Beim TSV Rotthalmünster herrscht Klarheit auf der Kommandobrücke. Wenn die „Münsterer“ im Sommer in die neue Spielzeit starten, wird Steven Dillinger die Verantwortung an der Seitenlinie tragen. Der ehemalige Spieler des SV Schalding-Heining übernimmt das Amt von Florian Bruckmeier, der seinen Heimatverein nach dem erfolgreichen Wiederaufstieg stabilisiert hat und nun den Weg für einen neuen Impuls freimacht.
Der TSV Rotthalmünster blickt auf drei überaus erfolgreiche Jahre zurück. Nachdem man 2024 als souveräner Meister der A-Klasse Pocking die direkte Rückkehr in die Kreisklasse feierte, belegt die Mannschaft derzeit einen starken fünften Tabellenplatz. Maßgeblichen Anteil daran hat Florian Bruckmeier. Das 45-jährige Urgestein, das bereits zu glorreichen Zeiten in der Bezirksoberliga das Trikot des TSV trug, übernahm seinen Heimatklub nach dem Abstieg in die A-Klasse zum zweiten Mal.

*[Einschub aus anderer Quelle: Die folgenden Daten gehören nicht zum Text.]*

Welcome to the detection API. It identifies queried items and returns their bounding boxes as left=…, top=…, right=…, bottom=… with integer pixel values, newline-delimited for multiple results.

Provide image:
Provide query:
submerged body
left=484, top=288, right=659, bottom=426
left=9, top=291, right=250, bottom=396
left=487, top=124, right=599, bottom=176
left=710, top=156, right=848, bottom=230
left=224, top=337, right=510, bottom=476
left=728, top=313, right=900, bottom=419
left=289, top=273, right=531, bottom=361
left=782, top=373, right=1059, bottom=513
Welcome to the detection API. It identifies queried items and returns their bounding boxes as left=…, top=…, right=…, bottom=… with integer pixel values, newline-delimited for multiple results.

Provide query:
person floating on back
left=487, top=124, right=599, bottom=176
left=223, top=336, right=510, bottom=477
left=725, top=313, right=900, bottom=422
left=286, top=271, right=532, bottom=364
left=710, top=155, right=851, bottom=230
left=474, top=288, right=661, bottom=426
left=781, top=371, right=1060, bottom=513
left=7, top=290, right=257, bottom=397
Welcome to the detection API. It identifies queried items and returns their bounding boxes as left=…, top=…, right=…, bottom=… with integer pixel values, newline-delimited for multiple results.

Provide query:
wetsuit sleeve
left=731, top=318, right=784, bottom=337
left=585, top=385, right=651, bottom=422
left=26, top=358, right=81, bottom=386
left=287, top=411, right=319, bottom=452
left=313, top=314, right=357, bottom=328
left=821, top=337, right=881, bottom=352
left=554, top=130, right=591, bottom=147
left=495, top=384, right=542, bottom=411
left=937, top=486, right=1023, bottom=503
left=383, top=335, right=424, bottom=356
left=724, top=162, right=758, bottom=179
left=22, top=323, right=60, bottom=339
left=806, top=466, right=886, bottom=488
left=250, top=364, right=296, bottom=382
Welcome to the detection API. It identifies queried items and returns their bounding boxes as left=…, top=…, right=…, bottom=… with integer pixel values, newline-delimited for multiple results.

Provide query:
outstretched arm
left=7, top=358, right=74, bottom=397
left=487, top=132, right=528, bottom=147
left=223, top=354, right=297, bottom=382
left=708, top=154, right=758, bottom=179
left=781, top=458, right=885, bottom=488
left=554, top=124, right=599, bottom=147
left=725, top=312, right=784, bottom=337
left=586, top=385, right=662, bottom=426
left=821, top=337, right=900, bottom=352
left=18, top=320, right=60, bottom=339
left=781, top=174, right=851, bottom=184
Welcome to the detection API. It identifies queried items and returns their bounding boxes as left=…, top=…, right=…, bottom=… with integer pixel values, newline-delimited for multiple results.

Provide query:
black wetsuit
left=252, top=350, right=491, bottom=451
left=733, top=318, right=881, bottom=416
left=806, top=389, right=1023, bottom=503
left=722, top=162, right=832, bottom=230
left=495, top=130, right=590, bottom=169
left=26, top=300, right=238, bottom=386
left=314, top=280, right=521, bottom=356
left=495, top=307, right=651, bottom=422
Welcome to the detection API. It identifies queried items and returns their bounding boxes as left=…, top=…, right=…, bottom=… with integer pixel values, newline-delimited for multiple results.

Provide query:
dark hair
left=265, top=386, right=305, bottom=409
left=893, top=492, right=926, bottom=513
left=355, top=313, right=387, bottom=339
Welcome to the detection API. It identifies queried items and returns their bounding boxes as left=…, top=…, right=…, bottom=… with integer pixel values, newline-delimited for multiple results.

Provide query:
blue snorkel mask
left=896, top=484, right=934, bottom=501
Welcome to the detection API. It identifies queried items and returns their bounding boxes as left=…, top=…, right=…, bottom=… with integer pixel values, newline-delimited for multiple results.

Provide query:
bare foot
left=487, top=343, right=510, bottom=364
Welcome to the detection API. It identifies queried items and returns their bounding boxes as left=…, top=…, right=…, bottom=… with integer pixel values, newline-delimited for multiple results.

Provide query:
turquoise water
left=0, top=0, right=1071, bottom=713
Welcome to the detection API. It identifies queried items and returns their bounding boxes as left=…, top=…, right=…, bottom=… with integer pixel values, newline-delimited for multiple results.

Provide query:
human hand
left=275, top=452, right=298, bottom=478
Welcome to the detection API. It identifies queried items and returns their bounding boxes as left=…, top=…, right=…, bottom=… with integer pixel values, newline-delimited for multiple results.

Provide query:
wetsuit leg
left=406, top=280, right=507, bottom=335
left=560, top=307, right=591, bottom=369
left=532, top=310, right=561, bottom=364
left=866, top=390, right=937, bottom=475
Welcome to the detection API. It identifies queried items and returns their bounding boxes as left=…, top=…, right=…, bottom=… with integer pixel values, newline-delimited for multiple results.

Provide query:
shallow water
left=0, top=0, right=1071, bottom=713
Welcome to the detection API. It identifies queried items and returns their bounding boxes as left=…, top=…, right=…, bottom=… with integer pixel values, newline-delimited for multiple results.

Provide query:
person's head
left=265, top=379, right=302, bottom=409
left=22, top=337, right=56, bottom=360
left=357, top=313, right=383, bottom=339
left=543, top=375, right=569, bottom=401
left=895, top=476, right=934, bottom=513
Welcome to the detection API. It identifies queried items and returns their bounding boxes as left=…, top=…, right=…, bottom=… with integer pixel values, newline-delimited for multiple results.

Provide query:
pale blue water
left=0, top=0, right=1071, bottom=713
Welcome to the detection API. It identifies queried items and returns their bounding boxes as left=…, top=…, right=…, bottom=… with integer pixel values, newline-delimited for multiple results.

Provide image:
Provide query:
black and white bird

"Wir waren sehr froh, dass 'Brucki' uns nach dem Abstieg in die A-Klasse übernommen hat. Mit seiner Arbeit hat er uns in die Kreisklasse zurückgeführt und zu einem souveränen Kreisklassisten gemacht. Er hat auf und neben dem Spielfeld eine super Mannschaft geformt, und er kann nun ruhigen Gewissens sein Amt weitergeben. Platz 5 ist eine Top-Platzierung für uns, und mit der zweiten Saisonhälfte sind wir absolut zufrieden – wir haben dem Tabellenführer DJK Vornbach II die einzige Niederlage der Saison beigebracht", zieht Stefan Pfaffinger, der sportliche Leiter des TSV, ein durchweg positives Fazit zur Ära Bruckmeier.
Mit Steven Dillinger folgt nun ein Mann, dessen fußballerische Vita nicht weniger beeindruckt. Der 35-Jährige war zuletzt drei Spielzeiten beim DJK-SC Sandbach tätig und blickt auf langjährige Erfahrungen beim SV Schalding-Heining zurück – unter anderem mit Einsätzen in der Bayern- und Regionalliga. In Rotthalmünster will er sich künftig primär auf die Trainerrolle konzentrieren und die Fußballschuhe nur noch im Notfall schnüren. "Wir waren auf der Suche nach einem neuen Trainer, der als Spieler höherklassig unterwegs war. So sind wir auf Steven aufmerksam geworden. Bei den ersten Treffen haben wir uns sofort gut verstanden, und es hat sich schnell gezeigt, dass es passt. Auch mit unserem Co-Trainer Daniel Schuhbauer hat es sofort gematcht, und es hat sich gezeigt, dass sie die gleichen Ansichten haben, wie wir Fußball spielen wollen", erklärt Pfaffinger, warum die Wahl auf den Ex-Schaldinger fiel.
Die Planungen für die kommende Saison laufen bereits auf Hochtouren, wobei der Verein nicht nur an der ersten Mannschaft arbeitet. "Es ist wieder eine zweite Mannschaft geplant, mehr kann ich im Moment aber noch nicht sagen", so Pfaffinger über die Planung, wieder eine Reserve ins Rennen zu schicken.
"Das Team der Ersten bleibt bis auf zwei Abgänge zusammen – mit potenziellen Neuzugängen sind wir im Gespräch, es ist aber noch nichts in trockenen Tüchern. Wir wollen in der kommenden Saison eine ähnlich gute Rolle wie in dieser Saison spielen. Eine Platzierung zwischen Platz 3 und 5 wäre ein toller Erfolg für uns."